The survey also found that whilst 53 per cent of DC pension funds currently only offer access to real assets via allocations within default funds, 45 per cent of those surveyed expect members will be able to self-select their exposure to real assets funds in the future, our sister title, Pensions Age, reports.

In contrast, just six per cent of DC funds anticipate decreasing their allocations to illiquid asset classes over the same period, compared to 29 per cent of respondents in the previous year.

Capital growth was seen as the key benefit from real assets, cited by 50 per cent of respondents, followed by diversification (49 per cent) and capital preservation (47 per cent).

The effect of the volatile market environment in 2023 reinforcing the value of real assets in providing diversification and uncorrelated returns was also reflected across the survey, as 64 per cent of global institutional investors cited diversification as a primary reason for allocating to real assets, up from 57 per cent in 2022.

Financial performance was also a key factor, as Aviva Investors found that more than half (53 per cent) of institutional investors saw evidence of improved financial performance as driving them to invest, or increase investment, in sustainable real assets.

This was followed closely by their ability to evidence sustainability-related impact (51 per cent), with nearly a fifth (17 per cent) of respondents highlighting sustainability-related factors as a critical and deciding factor in real assets investment decisions.

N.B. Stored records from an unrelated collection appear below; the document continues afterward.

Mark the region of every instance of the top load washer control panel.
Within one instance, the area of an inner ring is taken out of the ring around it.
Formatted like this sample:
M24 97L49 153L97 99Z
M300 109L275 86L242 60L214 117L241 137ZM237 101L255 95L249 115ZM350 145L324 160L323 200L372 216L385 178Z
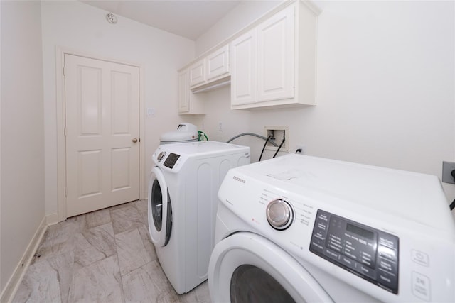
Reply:
M164 165L166 166L166 167L169 167L172 169L173 167L173 165L176 165L176 162L177 162L179 158L180 158L180 155L171 153L168 156L168 158L166 158Z
M396 236L318 209L309 250L397 294L398 244Z

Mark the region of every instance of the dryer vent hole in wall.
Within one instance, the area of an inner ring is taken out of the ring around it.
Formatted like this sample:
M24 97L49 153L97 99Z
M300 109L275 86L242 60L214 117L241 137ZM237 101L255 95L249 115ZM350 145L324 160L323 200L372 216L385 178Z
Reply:
M270 141L274 142L277 146L282 144L280 152L289 151L289 126L264 126L264 136L266 138L270 137ZM283 142L283 138L284 141ZM276 151L278 147L274 146L272 143L267 142L265 145L267 150Z

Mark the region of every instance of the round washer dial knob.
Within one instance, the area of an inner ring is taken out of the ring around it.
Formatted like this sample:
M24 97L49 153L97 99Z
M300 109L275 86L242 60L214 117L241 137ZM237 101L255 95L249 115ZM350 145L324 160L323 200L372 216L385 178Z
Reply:
M286 229L292 224L294 211L287 201L281 199L271 201L266 212L269 224L275 229Z

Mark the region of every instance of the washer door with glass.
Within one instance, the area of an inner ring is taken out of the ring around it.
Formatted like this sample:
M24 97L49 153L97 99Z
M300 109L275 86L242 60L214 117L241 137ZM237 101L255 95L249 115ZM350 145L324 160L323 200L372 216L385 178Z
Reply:
M165 246L172 229L172 206L161 170L154 167L149 180L149 231L155 246Z
M214 302L333 302L294 258L247 232L235 233L215 246L208 286Z

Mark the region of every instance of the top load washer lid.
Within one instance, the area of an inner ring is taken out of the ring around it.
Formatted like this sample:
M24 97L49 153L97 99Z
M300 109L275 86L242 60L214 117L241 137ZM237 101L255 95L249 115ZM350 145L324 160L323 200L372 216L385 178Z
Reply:
M238 155L241 158L247 159L250 163L250 148L217 141L198 141L179 143L164 144L158 147L152 155L155 165L164 169L170 169L173 172L178 172L183 163L190 158L211 158ZM172 157L176 161L171 165L164 163ZM247 163L245 163L247 164Z
M210 141L166 144L160 145L158 148L162 151L171 152L190 157L196 155L204 156L224 152L238 152L238 150L240 148L249 149L249 148L246 146Z
M446 198L434 175L294 154L234 170L242 178L297 194L322 192L338 206L352 207L353 203L373 216L377 210L454 232ZM346 202L349 205L341 204Z
M163 143L174 143L198 141L198 128L195 125L186 123L179 124L176 131L162 134L159 141Z

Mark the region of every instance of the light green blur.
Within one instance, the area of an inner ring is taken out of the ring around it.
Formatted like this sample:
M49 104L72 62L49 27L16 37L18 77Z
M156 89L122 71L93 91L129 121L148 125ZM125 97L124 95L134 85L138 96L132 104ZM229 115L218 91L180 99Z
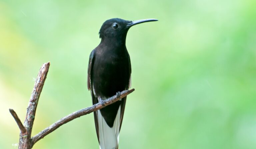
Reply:
M133 27L119 149L256 148L256 1L0 0L0 149L15 149L34 78L51 62L32 134L90 106L89 57L106 20ZM34 148L98 149L93 114Z

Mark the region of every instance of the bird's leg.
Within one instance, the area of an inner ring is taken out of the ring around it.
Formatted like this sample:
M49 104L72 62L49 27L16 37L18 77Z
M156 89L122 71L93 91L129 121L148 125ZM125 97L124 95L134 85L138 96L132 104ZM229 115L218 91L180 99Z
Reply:
M118 91L117 92L116 92L116 97L117 98L120 98L120 96L121 95L121 93L120 92L120 91ZM119 101L121 101L122 100L121 98L120 98L119 99Z
M103 107L105 107L105 102L104 101L104 100L102 100L102 99L101 98L101 97L100 97L100 96L98 97L98 100L99 101L99 102L100 102L100 103L101 104L101 105L102 105L102 106Z

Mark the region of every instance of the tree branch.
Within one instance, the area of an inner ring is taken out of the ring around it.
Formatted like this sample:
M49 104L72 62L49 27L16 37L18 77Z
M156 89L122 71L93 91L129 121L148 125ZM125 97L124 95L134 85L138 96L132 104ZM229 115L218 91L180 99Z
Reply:
M125 97L134 91L134 89L130 90L124 90L121 92L120 97L117 97L116 95L115 95L106 100L104 100L104 106L101 103L99 103L90 107L83 109L72 113L62 118L32 137L32 142L34 143L35 143L47 134L56 130L56 129L62 125L66 124L75 118L99 110L105 106L117 101L119 100L120 99Z
M27 133L25 135L22 135L22 134L20 134L19 149L30 149L34 145L31 142L31 139L32 128L38 100L46 78L49 66L49 62L43 64L37 75L27 108L27 114L24 122L24 126L27 130Z
M119 96L117 96L116 95L104 100L104 105L98 103L90 107L74 112L62 118L31 138L31 134L36 107L49 66L50 63L44 63L40 69L27 108L27 114L24 125L15 111L12 109L9 109L20 130L19 149L31 149L36 142L61 125L78 117L103 108L124 98L134 91L134 89L124 90L121 92Z
M9 109L9 111L10 111L10 112L11 113L11 114L12 114L13 118L14 118L16 122L17 123L18 126L19 126L19 128L20 130L20 133L21 135L26 135L27 134L27 130L26 130L21 121L20 121L20 120L19 117L18 116L18 115L17 115L17 114L16 114L16 112L15 112L14 110L11 109Z

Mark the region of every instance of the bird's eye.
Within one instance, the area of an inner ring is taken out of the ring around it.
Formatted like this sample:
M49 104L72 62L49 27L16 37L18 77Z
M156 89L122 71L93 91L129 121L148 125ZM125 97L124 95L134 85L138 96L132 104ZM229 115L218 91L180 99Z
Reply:
M118 27L118 25L116 23L113 24L113 28L114 29L116 29Z

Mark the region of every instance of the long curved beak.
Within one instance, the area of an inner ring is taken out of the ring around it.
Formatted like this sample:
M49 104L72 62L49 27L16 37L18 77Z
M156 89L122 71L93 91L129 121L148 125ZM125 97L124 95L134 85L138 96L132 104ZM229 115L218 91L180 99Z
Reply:
M146 19L140 20L139 20L134 21L132 22L128 23L126 25L126 27L131 27L136 24L138 24L144 22L148 22L156 21L158 21L158 20L154 19Z

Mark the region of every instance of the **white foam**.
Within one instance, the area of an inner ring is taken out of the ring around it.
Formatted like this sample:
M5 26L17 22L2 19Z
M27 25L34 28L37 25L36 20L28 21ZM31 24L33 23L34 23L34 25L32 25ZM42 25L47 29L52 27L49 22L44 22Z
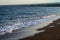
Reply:
M55 16L55 15L51 15L51 16L47 16L43 19L36 19L36 20L29 21L29 22L18 22L18 23L15 23L14 25L11 25L11 26L5 26L5 28L2 27L2 28L0 28L0 31L3 32L3 34L4 34L4 32L12 33L13 30L17 30L17 29L20 29L23 27L28 27L31 25L36 25L36 24L39 24L42 22L46 22L48 20L56 20L58 18L60 18L60 17ZM53 27L53 26L50 26L50 27Z

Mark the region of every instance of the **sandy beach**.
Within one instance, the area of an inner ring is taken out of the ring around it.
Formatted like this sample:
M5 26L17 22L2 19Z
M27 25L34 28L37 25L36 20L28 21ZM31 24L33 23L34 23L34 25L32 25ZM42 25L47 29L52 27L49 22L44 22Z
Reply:
M37 31L41 30L45 31L19 40L60 40L60 19L53 21L44 28L37 29Z

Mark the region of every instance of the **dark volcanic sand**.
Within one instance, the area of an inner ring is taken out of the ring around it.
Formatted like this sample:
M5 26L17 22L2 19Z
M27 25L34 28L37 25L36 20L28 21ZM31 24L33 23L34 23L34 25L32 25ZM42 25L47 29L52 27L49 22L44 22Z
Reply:
M60 40L60 19L53 21L53 23L50 23L42 29L37 29L37 31L40 30L45 31L19 40Z

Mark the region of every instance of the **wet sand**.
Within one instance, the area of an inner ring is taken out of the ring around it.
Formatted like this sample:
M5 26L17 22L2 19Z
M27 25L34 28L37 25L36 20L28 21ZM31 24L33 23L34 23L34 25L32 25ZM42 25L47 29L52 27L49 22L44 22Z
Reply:
M37 29L37 31L41 30L45 31L19 40L60 40L60 19L53 21L44 28Z
M26 38L26 37L30 37L30 36L32 37L35 34L44 32L45 30L42 30L42 28L44 28L46 25L52 23L54 20L57 20L58 18L60 18L60 16L46 18L46 20L44 20L44 22L41 24L22 28L22 29L19 29L17 31L14 31L13 33L10 33L10 34L7 33L5 35L2 35L2 36L0 36L0 40L19 40L19 39L22 40L23 38ZM26 40L26 39L23 39L23 40Z

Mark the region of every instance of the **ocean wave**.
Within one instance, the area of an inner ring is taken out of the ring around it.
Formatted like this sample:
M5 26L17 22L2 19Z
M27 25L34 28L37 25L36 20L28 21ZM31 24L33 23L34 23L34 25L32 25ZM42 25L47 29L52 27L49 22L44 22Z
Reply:
M17 22L14 23L13 25L10 26L4 26L4 27L0 27L0 35L6 34L6 33L12 33L13 30L18 30L21 29L23 27L29 27L29 26L33 26L39 23L43 23L46 22L48 20L55 20L57 18L60 18L56 15L49 15L49 16L43 16L42 19L35 19L35 20L30 20L28 22Z

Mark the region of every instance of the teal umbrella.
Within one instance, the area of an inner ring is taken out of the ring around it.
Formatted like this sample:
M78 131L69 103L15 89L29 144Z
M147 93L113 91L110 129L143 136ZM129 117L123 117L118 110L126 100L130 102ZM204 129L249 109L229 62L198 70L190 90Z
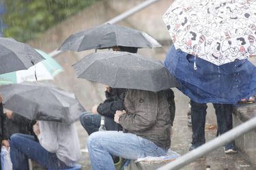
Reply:
M54 77L63 71L63 67L55 60L44 52L35 50L46 60L37 63L27 70L20 70L0 75L0 85L22 82L53 80Z

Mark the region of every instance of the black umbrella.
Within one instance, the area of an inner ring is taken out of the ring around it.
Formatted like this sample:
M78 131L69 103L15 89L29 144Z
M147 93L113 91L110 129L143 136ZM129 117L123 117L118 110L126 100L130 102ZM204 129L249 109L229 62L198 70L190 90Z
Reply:
M113 88L156 92L177 85L161 61L134 53L91 53L73 67L79 78Z
M6 109L31 120L70 124L85 109L74 95L51 84L24 82L0 86Z
M0 74L27 69L44 59L27 44L0 37Z
M162 46L146 33L106 24L72 34L58 50L79 52L113 46L156 48Z

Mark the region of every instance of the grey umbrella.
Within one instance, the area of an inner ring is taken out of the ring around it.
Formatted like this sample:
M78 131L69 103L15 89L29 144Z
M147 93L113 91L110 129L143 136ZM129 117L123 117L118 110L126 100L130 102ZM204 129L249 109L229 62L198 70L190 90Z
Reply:
M79 52L119 46L135 48L161 46L146 33L115 24L105 24L72 34L58 50Z
M27 69L44 59L28 44L0 37L0 74Z
M85 109L74 94L51 84L24 82L0 86L4 107L31 120L70 124Z
M91 53L73 67L79 78L113 88L156 92L177 86L161 61L134 53Z

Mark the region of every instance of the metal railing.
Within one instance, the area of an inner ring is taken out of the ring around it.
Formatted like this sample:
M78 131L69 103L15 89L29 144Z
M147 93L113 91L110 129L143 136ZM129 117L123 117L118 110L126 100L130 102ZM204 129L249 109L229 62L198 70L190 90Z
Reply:
M128 10L122 14L121 14L119 16L117 16L116 17L111 19L109 21L106 21L106 23L110 23L110 24L115 24L116 22L118 22L124 18L126 18L127 17L129 17L130 16L135 14L136 12L144 9L145 7L149 6L150 5L152 4L153 3L155 3L158 1L158 0L146 0L145 2L143 2L135 7L132 7L130 10ZM57 49L51 52L48 54L51 56L53 58L55 58L56 56L61 54L63 52L63 51L58 51Z
M199 158L219 147L229 143L240 136L256 129L256 117L248 120L240 125L233 128L228 132L212 139L195 150L185 154L177 158L173 162L160 167L158 170L178 169L189 164L192 161Z

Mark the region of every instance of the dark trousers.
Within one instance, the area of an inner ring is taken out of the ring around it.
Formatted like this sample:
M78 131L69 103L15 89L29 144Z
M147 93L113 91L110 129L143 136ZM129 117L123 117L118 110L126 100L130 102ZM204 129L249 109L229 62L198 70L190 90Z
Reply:
M205 126L206 103L190 101L192 121L192 144L196 146L205 143ZM218 134L221 135L232 129L232 105L213 103L218 123Z

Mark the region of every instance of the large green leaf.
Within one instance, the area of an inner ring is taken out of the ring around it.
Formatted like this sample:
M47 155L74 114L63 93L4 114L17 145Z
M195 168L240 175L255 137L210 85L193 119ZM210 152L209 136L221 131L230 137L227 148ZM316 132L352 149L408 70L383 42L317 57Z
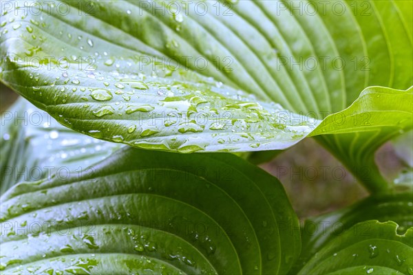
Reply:
M396 222L398 232L404 233L413 227L413 194L372 195L338 211L308 219L301 228L302 250L294 270L302 267L317 251L353 226L373 219Z
M411 1L295 3L17 1L3 7L0 76L77 131L181 152L285 148L319 122L307 116L412 85ZM377 130L318 140L356 175L370 167L361 179L380 191L372 148L398 132Z
M282 184L232 154L125 148L0 206L7 273L286 274L300 250Z
M397 224L356 224L317 252L299 274L411 274L413 228L403 235Z
M22 181L80 175L119 147L70 130L21 98L1 116L0 193Z

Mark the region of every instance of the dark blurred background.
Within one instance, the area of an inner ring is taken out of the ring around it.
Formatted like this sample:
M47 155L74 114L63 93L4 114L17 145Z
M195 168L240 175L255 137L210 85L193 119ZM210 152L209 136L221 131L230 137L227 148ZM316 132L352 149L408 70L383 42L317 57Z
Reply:
M1 111L17 98L14 91L0 83ZM376 158L389 181L392 181L403 168L390 143L380 148ZM282 182L301 220L348 206L368 195L339 162L310 138L260 166Z

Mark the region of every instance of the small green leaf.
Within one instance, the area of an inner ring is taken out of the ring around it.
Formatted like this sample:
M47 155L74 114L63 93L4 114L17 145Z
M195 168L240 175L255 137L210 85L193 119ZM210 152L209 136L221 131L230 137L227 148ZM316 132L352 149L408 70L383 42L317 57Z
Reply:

North American investors were most likely to prioritise performance over the ability to evidence impact (56 per cent compared to 30 per cent), whilst for European investors the preference was inverted (49 per cent compared to 58 per cent).

In addition to this, more than 15 per cent of North American institutions did not take sustainability-related factors into account, compared with only four per cent of institutions in APAC and two per cent in Europe.

Commenting on the findings, Aviva Investors chief investment officer, Daniel McHugh, stated: “The findings from this year’s study capture one of the most pertinent structural shifts taking place in real assets investment and retirement saving.

"DC pension funds represent an increasingly large portion of the pension market, yet this important group of investors have not been able to access – or allocate to – real assets as they would like, or to the extent that optimises investment outcomes.

“The emergence of long-term asset funds (LTAFs) has lowered these barriers, giving better access to a more diverse range of investment opportunities and this has driven demand sharply upwards.

"Fifty-seven per cent of institutional investors globally have a commitment to reaching net zero, however less than half have confidence in the actions needed to meet these commitments within real assets.

"There is a huge opportunity for asset managers to guide clients and demonstrate how transformational their real assets investments can be in achieving those objectives whilst also delivering positive outcomes for savers.”

Looking at broad allocations to real assets, one-third of institutional investors with an allocation to real assets now hold 10-20 per cent of their total portfolios in these investments.

Despite a significant repricing in the market over the last 12 months, real estate equity remains the most attractive proposition for investors, according to the survey, accounting for 27 per cent of real asset portfolios on average.

However, infrastructure debt (11 per cent) and infrastructure equity (14 per cent) now account for a larger share of real asset portfolios compared to previous years, whilst real estate debt (11 per cent) and real estate long income (12 per cent) have also risen since 2022.

More than half (51 per cent) see real assets’ ability to deliver long-term income as becoming increasingly important over the next two years, with expectations of lower interest rates and therefore lower levels of income from fixed-income portfolios being a likely reason for such a view.

McHugh added: “64 per cent of respondents see diversification as a primary reason for allocating to real assets, whilst 60 per cent see it as a driver when looking ahead over the next two years.

"However, we think the track record of real assets in delivering long-term, inflation-linked income is also incredibly pertinent against the backdrop of today’s market environment and “a dash for cash” being a prevailing theme of the year.

“With 64 per cent of institutional investors globally also planning to increase their allocation to real assets over the next two years, there seems to be growing consensus that opportunities exist to acquire assets at attractive valuations, particularly for those with capital to spare and who have a long-term mindset.”